%\VignetteIndexEntry{spikeLI}
%\VignetteKeywords{hybridisation, Langmuir}
%\VignetteDepends{spikeLI}
%\VignettePackage{spikeLI}

\documentclass[a4paper]{article}

\usepackage{graphicx}
\usepackage{hyperref}


\textwidth=6.2in
\textheight=8.5in
%\parskip=.3cm
\oddsidemargin=.1in
\evensidemargin=.1in
\headheight=-.3in

\newcommand{\ul}{\underline}
\newcommand{\bc}{\begin{center}}
\newcommand{\ec}{\end{center}}
\newcommand{\be}{\begin{equation}}
\newcommand{\ee}{\end{equation}}
\newcommand{\ba}{\begin{array}}
\newcommand{\ea}{\end{array}}
\newcommand{\beqn}{\begin{eqnarray}}
\newcommand{\eeqn}{\end{eqnarray}}

\title{SpikeLI: Analysis of Affymetrix Spike-in data with Langmuir Isotherms}
\author{Delphine Baillon, Paul Leclercq, Sarah Ternisien, Thomas Heim\\ 
and Enrico Carlon}

%\affiliation{$^{(1)}$Ecole Polytechnique Universitaire de Lille, Cit\'e
%Scientifique, F-59655 Villeneuve d'Ascq, France}

%\affiliation{$^{(2)}$Interdisciplinary Research Institute c/o IEMN, Cit\'e
%Scientifique BP 60069, F-59652 Villeneuve d'Ascq, France}


\begin{document}

\maketitle

\tableofcontents

\section{Introduction}

SpikeLI (pron. spike lee) is a package that performs the analysis of
the Affymetrix spike-in data using the Langmuir Isotherm.  The aim
of this package is to show the advantages of a physical-chemistry
based analysis of the Affymetrix microarray data compared to the
traditional methods.  The spike-in (or Latin square) data for the HGU95
and HGU133 chipsets have been downloaded from the Affymetrix web site
in Ref. \cite{affy}. The model used in the spikeLI package is described
in details in Ref. \cite{carl06}.

In this section we briefly review the basic Langmuir model and an
extension introduced in Ref. \cite{carl06}, which takes into account the
effect of the hybridization in solution. The latter is the actual model
used in the calculation of target concentrations (or expression levels).
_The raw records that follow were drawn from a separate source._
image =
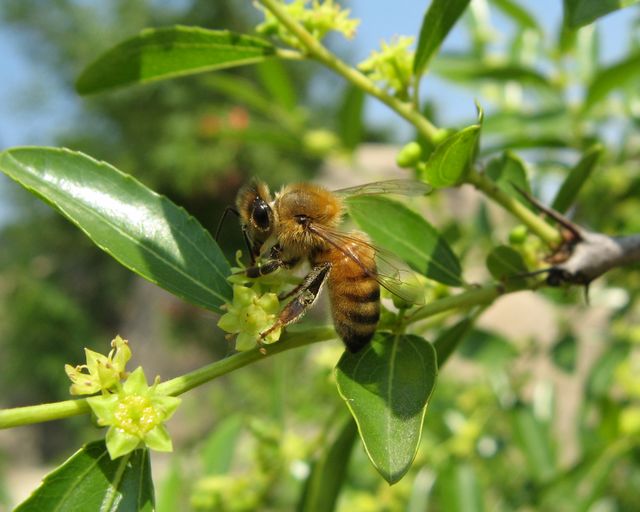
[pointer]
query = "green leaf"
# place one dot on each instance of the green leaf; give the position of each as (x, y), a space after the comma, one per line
(506, 264)
(328, 473)
(613, 77)
(449, 339)
(509, 172)
(578, 13)
(161, 53)
(218, 450)
(438, 20)
(396, 228)
(350, 120)
(534, 440)
(275, 79)
(576, 179)
(459, 488)
(387, 386)
(468, 68)
(90, 480)
(451, 159)
(144, 231)
(518, 14)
\subsection{The basic Langmuir model}

The Langmuir Isotherm describes the hybridization of target RNA to
complementary probes PM or MM. According to this model the fluorescent 
intensity measured on a feature is given by
\begin{equation}
I = I_0 + \frac{A c e^{\beta \Delta G}}{1 + c e^{\beta \Delta G}}
\label{lang_1}
\end{equation}
where $c$ is the target concentration, or a measure of the gene expression
level that one wants to determine, $\Delta G$ is the hybridization free
energy, $\beta = 1/RT$ the inverse temperature (R the gas constant),
$A$ a scale factor and $I_0$ the background non-specific signal.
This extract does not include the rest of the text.